I'm also a startup enthusiast going through YC startup school and starting numerous side projects before NFT Hunt took off. Right now, I keep building and growing NFT Hunt.
The idea for NFT Hunt came after I learned about NFTs from GaryVee's and Noah Kagan's YouTube channels. I was intrigued, so I decided to do some research. It was so cool that I wanted to participate. So I chose to mint my first NFT.
I learned that most artists promote their NFTs on Twitter, so I created a Twitter account and found "shill" posts (where collectors ask artists to drop links to their art). And I noticed a significant discoverability problem.
This was April when the NFT boom was on the rise, so artists were minting numerous NFTs. On average, a shill post gets over 500 unique shills which are crazy since most collectors would probably collect a maximum of 2 or 3. So the odds were against the artists.
I noticed this trend and decided it would be great to create a platform to help artists get more traction. But, surprisingly, I didn't find any similar projects.
First of all, I wanted to validate the idea. So I reached out to a couple of artists and explained the idea more to get their feedback. After a couple of hours, I got a few responses in my DM.
The first response wasn't the most encouraging, as the artist felt like I was asking her to give me a free NFT. After that, I refined my message and reached the others who were of absolute help. We built the first version together, and I got my first couple of users. Within an hour of launching, I had 32 users all through word of mouth.
My biggest inspiration during the journey was the number of artists I was helping make sales and how much it meant to them.
I knew how to code but wanted to build MVP via no-code.
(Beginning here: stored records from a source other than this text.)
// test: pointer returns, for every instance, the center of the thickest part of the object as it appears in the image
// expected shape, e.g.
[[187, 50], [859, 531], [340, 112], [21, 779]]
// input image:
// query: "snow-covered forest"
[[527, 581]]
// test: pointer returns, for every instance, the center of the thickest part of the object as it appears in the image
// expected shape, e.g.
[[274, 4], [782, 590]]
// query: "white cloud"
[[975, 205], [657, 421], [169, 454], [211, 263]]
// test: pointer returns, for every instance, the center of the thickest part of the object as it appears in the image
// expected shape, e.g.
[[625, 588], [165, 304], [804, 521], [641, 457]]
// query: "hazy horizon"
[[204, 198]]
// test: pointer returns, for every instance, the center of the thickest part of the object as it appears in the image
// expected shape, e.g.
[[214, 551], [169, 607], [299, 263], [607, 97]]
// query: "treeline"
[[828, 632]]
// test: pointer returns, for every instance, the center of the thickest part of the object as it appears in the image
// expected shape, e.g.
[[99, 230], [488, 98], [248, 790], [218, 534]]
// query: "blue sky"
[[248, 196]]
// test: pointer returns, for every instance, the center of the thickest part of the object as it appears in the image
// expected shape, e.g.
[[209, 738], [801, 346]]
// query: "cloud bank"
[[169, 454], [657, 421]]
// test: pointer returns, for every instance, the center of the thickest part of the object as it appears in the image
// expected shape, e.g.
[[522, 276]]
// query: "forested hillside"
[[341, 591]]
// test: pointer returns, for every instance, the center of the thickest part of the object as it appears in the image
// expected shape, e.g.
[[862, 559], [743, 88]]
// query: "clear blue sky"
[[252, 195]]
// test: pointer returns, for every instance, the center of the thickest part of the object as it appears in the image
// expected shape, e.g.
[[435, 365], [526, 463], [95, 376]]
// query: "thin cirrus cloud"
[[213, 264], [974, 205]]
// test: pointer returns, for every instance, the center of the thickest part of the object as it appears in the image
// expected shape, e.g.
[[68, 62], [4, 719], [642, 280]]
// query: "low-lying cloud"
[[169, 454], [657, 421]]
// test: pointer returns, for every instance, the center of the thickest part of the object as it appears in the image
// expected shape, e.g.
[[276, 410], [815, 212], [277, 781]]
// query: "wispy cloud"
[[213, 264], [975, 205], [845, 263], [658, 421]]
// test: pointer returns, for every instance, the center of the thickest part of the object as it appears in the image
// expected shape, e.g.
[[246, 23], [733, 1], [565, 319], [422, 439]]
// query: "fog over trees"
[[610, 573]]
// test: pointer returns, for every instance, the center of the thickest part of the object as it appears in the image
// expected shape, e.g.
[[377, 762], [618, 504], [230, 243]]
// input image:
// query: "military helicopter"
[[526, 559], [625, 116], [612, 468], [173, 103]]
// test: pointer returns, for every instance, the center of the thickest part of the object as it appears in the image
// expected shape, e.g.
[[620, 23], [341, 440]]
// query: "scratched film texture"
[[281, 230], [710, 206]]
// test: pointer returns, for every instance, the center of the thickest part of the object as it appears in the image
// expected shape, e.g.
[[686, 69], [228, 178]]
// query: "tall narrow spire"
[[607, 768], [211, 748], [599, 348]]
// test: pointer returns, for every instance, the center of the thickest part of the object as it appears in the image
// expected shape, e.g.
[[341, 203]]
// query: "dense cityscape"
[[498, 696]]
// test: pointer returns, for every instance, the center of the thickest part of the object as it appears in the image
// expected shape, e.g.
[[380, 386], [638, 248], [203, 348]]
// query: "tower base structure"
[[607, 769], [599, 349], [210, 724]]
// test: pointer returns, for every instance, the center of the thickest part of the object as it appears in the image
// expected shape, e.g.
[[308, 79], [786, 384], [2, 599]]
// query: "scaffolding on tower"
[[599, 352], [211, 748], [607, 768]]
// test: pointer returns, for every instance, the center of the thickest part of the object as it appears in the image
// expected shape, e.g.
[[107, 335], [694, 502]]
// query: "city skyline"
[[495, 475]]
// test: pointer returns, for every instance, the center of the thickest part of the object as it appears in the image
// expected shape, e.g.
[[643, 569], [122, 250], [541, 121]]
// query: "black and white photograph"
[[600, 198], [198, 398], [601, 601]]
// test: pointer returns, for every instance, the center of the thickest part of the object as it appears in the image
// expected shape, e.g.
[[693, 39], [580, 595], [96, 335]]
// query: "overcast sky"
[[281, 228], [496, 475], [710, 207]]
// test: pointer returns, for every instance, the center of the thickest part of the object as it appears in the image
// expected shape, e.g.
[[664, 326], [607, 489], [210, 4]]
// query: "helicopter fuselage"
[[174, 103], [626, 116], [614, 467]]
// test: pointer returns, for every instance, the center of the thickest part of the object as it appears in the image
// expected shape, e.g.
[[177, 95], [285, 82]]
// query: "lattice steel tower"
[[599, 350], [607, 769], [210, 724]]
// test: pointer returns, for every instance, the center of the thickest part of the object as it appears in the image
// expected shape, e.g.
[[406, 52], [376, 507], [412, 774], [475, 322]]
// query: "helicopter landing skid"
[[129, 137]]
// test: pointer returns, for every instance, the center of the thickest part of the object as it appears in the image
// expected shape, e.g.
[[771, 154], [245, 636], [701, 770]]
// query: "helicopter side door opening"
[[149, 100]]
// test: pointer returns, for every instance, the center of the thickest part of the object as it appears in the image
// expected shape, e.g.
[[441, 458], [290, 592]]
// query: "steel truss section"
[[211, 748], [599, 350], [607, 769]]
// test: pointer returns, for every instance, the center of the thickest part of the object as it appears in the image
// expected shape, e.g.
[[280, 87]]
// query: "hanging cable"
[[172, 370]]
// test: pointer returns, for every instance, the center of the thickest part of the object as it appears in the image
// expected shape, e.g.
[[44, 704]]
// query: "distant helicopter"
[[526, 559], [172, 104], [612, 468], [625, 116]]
It took me 2 hours to make everything using Softr.io. It was excellent in terms of speed to launch.
At the time of the acquisition, NFT Hunt had at $0 MRR, but I got donations from users who showed their love for the product. Also, I got free NFTs, which I could resell to pay for all expenses.
NFT Hunt had over 1,100 users and a Discord community of artists. Growth was at 13 to 20% weekly, all through Twitter and word of mouth.
Twitter was my primary growth lever. As much as email, Telegram, and Discord were vital for retention. Every day I announce the NFTs in the platform using Twitter, I get a lot of impressions.
The artists need to vote to be on top, telling their friends who have to create an account to vote. Most times, after the vote, they'll hang around then probably submit their NFTs to the site, then they invite their other friends. Loop in action.
Supporting 1,100 users, building features, and fixing bugs were too much things to handle for me. As a solo founder, I needed some help.
I am an extremely social person, so I interact with everyone. For example, the founder of DNS joined the NFT Hunt Discord, I sparked a conversation with him, and we just got along. After a while, we began talking about an acquisition.
My most extensive advice will be to experiment and don't build a complete version yet. Just make sure your MVP solves the most fundamental problem.